GERMAIN Sophie, France, 1776-1831

Jeune fille très brillante, elle se passionna pour les travaux d'Archimède dont elle lisait les oeuvres dans la bibliothèque de son père, qui ne l'encouragea guère à poursuivre des études. Etudiant en cachette et devenue fort instruite, elle se vit refuser l'entrée à l'Ecole polytechnique nouvellement créée en 1794 et réservée aux hommes. Sous le pseudonyme masculin de M. Le Blanc elle correspondit avec Gauss (en Allemagne) et avec Lagrange qui devina la supercherie. Elle est la première femme à être admise aux cours de l'Académie des sciences. En mathématiques, ses travaux portèrent sur l'étude des surfaces (en particulier de leur courbure) et en théorie des nombres. En sciences physiques, elle étudia les problèmes de vibration des surfaces élastiques. Sophie Germain s'attaqua au très célèbre grand théorème de Fermat et le prouva partiellement pour une certaine classe d'entiers premiers.

 

KOVALESKAIA Sofia Vassilievna, Russie, 1850-1891 (également connue sous le nom de Sonia Kovalesky)

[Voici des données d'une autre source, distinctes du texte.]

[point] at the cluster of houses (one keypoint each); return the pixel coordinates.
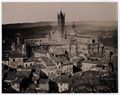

Elève de Helmotz à Heidelberg et de Weierstrass à Gottingen (à titre particulier car l'inscription aux universités lui était refusée), elle fut aussi romancière. Sofia Kovaleskaia reprit des travaux de Cauchy relatifs aux équations aux dérivées partielles et travailla sur les intégrales abéliennes (généralisation des intégrales elliptiques). Son étude novatrice, en mécanique, sur la rotation d'un corps autour d'un point fixe (problème ardu étudié auparavant par Euler, Lagrange et Jacobi) lui valut le prix de l'Académie des sciences de Paris (1888) et un poste à l'université de Stockholm grâce à lŐintervention du mathématicien suédois Mittag-Leffler, autre élève de Weierstrass.

 

NOETHER Emmy, Allemagne, 1882-1935

Fille du mathématicien Max Noether, elle ne put s'inscrire à l'université. Grâce à son père, elle put néanmoins suivre les cours de mathématiques des célèbres universités d'Erlangen et de Gottingen où elle rencontra David Hilbert. Les nazis, arrivés au pouvoir, la chassèrent de l'université de Gottingen, en tant que Juive, et elle dut quitter en 1933 l'Allemagne pour les Etats-Unis. Ses principaux travaux portent sur l'algèbre non commutative. Emmy Noether reste dans l'histoire des mathématiques comme la fondatrice principale de l'Algèbre abstraite, ou Algèbre moderne, qui est une des branches essentielles des mathématiques contemporaines. L'algèbre abstraite se voue à l'étude des structures, les plus classiques étant celles de Groupe, d'Anneau, de Corps. Emmy Noether a découvert des résultats nouveaux sur ces structures, et a surtout contribué, par ses recherches et par son enseignement, au développement de ce nouveau domaine des mathématiques. Ses idées ont contribué aussi au progrès de la Physique, en particulier dans la théorie de la Relativité. Malgré toutes ses qualités, elle eut des difficultés à mener une carrière normale de professeur d'université, car elle était une femme, dans un milieu exclusivement masculin... Elle bénéficia cependant de l'estime et de l'appui de David Hilbert, d'Albert Einstein et de Felix Klein.